MENURUT laporan
McKinsey, hanya 12 % usaha Indonesia saat ini yang menggunakan
pembiayaan kredit dari Bank. Lantas kemana uang masyarakat yang begitu
banyak ditabung di bank-bank?, menurut laporan yang sama pula antara
lain uang tersebut tersimpan dalam apa yang mereka sebut high-yield, low risk Bank Indonesia Certificates (SBIs).
Laporan ini seolah menguatkan alasan mengapa riba dilarang dalam Islam,
karena uang tidak perlu bekerja produktif sudah menjadi investasi
dengan hasil tinggi dan resiko rendah.
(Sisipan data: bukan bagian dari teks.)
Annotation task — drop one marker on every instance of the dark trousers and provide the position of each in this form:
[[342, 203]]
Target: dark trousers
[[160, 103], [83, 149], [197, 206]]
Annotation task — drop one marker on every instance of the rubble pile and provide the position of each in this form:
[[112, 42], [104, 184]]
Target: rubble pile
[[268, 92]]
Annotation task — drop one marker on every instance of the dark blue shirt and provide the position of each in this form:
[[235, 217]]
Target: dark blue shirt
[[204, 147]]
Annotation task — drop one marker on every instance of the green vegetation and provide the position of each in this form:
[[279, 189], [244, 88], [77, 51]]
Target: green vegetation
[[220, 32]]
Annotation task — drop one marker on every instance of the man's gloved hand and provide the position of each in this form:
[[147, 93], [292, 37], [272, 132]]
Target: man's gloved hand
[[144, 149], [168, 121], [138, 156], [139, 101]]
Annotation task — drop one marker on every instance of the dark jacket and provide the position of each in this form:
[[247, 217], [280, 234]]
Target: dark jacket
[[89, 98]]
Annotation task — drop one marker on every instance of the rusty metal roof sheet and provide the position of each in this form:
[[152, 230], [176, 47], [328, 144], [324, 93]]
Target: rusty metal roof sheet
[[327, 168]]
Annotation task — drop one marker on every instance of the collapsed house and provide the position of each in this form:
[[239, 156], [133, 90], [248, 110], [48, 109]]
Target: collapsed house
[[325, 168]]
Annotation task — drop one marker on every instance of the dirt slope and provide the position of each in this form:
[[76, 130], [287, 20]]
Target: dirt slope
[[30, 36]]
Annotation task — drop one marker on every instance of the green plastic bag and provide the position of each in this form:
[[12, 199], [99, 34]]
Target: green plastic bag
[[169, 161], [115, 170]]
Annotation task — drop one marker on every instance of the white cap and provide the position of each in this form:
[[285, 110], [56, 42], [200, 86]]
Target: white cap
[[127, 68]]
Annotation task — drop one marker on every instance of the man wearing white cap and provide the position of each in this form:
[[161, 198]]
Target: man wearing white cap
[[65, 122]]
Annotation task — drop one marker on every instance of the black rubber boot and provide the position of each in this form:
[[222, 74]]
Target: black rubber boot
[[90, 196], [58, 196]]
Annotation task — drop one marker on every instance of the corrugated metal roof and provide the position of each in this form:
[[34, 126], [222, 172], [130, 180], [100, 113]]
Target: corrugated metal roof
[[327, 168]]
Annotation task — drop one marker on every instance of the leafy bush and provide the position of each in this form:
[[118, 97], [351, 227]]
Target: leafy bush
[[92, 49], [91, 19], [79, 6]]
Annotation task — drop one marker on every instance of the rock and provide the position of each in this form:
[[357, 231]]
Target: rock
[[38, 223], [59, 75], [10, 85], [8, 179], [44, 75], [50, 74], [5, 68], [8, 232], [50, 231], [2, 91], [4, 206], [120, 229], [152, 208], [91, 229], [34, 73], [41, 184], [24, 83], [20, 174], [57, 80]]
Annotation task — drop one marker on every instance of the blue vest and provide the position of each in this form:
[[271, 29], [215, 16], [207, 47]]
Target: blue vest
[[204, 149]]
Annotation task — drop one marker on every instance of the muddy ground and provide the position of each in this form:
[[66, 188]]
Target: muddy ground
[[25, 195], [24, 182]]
Lantas mau digerakkan dengan apa
ekonomi kalau demikian?
Ketika ekonomi tidak berputar secara
merata, Indonesia bisa saja menjadi kekuatan ekonomi besar – ke 7 di
dunia pada tahun 2030 berdasarkan scenario di laporan McKinsey tersebut.
Tetapi ketimpangan juga semakin luas, saat itu diprediksi ada 55 juta
orang tidak memiliki akses sanitasi dan 25 juta orang tidak memiliki
akses air bersih.
Itulah pertumbuhan ekonomi yang antara lain
mengandalkan sektor finansial ribawi itu – seolah sah-sah saja kita
membuat skenario ekonomi yang akan memiskinkan sekian puluh juta orang
tersebut.
Bahwa hasil itu ada di tangan Allah semata, setidaknya
bila kita merencanakan dan berupaya membangun ekonomi untuk negeri ini –
targetnya harus meng-eliminasi kemiskinan atau meminimisasinya.
Lantas
dengan apa kita akan mengeliminasi kemiskinan itu? Secara umum kita
bisa mengeliminasi kemiskinan dengan “7 Sumber Pengentasan Kemiskinan”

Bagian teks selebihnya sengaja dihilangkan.